Trade Automation, One Asset Class at a Time
As asset managers look to diversify their offerings, asset classes that were previously traded manually are becoming more automated, with foreign exchange and fixed income among the most prominent.
“The disparity between asset classes is becoming smaller,” said Scott DePetris, president and chief operating officer at trading-platform provider Portware. “FX has a fairly large percentage of the market that is now electronic, and automation has become more widely adopted over the last 2 to 3 years as a useful tool for trading FX. Fixed income is just catching up to where FX was probably six years ago. So fixed income is probably the last of the asset classes to adopt truly an electronic marketplace.”
The larger the number of assets involved in any given strategy, the harder it becomes to capture alpha. Transaction costs get higher because the more a firm trades, as a percentage of average daily volume in any asset class, the greater the impact when entering and exiting a trade.
A number of strategies can be portable from asset class to asset class or from geographic region to geographic region. “As assets under management have grown there has been a need to diversify the type of trading strategy, and that’s driving the geographic asset class diversification,” DePetris said.

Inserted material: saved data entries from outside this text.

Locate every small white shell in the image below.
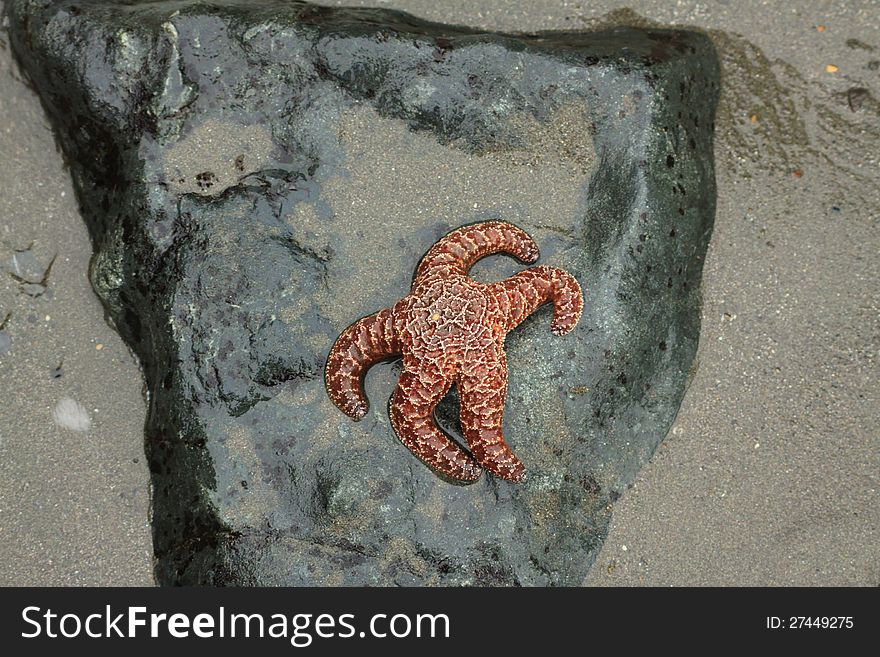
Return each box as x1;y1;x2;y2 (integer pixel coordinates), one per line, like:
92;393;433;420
53;397;92;432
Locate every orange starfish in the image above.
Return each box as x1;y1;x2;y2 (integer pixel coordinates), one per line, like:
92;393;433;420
325;221;584;483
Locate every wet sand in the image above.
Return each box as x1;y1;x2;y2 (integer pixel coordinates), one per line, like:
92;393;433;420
1;0;877;586
0;0;153;584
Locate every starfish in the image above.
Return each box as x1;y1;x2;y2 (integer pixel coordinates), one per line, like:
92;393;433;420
325;220;583;483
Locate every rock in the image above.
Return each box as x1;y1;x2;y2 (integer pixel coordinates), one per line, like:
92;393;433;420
5;248;51;284
20;282;46;297
0;331;10;355
845;87;871;112
5;247;55;296
5;0;719;585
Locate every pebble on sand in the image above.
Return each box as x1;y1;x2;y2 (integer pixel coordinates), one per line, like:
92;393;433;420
53;397;92;432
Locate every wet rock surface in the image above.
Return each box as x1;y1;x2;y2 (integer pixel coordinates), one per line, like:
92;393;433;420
5;0;718;585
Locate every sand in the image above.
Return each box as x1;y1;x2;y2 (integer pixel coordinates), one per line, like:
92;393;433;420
0;0;153;584
0;0;876;586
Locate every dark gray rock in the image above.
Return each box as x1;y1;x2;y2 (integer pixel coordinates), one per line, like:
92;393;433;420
5;0;718;585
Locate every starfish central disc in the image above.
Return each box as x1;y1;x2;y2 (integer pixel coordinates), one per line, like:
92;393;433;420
404;279;492;358
324;220;584;484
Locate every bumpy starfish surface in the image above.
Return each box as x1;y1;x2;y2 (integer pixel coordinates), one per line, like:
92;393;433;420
325;221;584;483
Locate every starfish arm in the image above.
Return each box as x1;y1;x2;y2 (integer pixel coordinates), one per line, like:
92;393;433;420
325;308;401;420
413;221;539;287
389;359;482;483
457;345;525;482
488;265;584;336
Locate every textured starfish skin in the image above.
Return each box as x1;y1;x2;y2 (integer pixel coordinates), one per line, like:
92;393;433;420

There is also a new focus on real-time access to all trading across assets in order to manage firm-wide risk. “What has happened is a convergence of the trading desks in fixed income assets, futures, options, and equities, often times falling under one or two people instead of six or seven different heads of trading,” said DePetris.
Prior to the financial crisis, assets were managed in silos: fixed income trading desks were separate from equities, which in many cases were separate from futures and options trading desks.
“They used different systems to trade,” said DePetris. “They often had disparate units that may or may not have used separate OMSs, and from a consolidated risk perspective it was very difficult for them to have T+1 across all assets. Often times it was T plus X in these firms. It was very difficult for them to manage risk in real time.”
Regulatory tailwinds across the globe are driving firms to revamp technology to meet the challenges of real-time risk. Even where there aren’t mandatory regulations, the buy side is taking precautions to be compliance.
“What we see from our large, tier one buy-side firms is a very conservative approach to the regulatory world,” said DePetris. “Even if it’s not regulated, that audit trails need to be in existence for x, y, and z, so they’re putting technologies in place that will audit every piece of the investment life cycle.”
As trade automation continues across all asset classes, total cost of ownership will come down.
“When you have multiple systems internally it becomes burdensome to your technology staff, and it’s also very costly to either lease or buy those systems, or in some cases build them,” said DePetris. “With the newer technology you can trade all your assets under a single technology provider, so it takes fewer people to staff internally, fewer vendors that you’re dealing with, and in the end that’s all going to result in a lower cost of ownership.”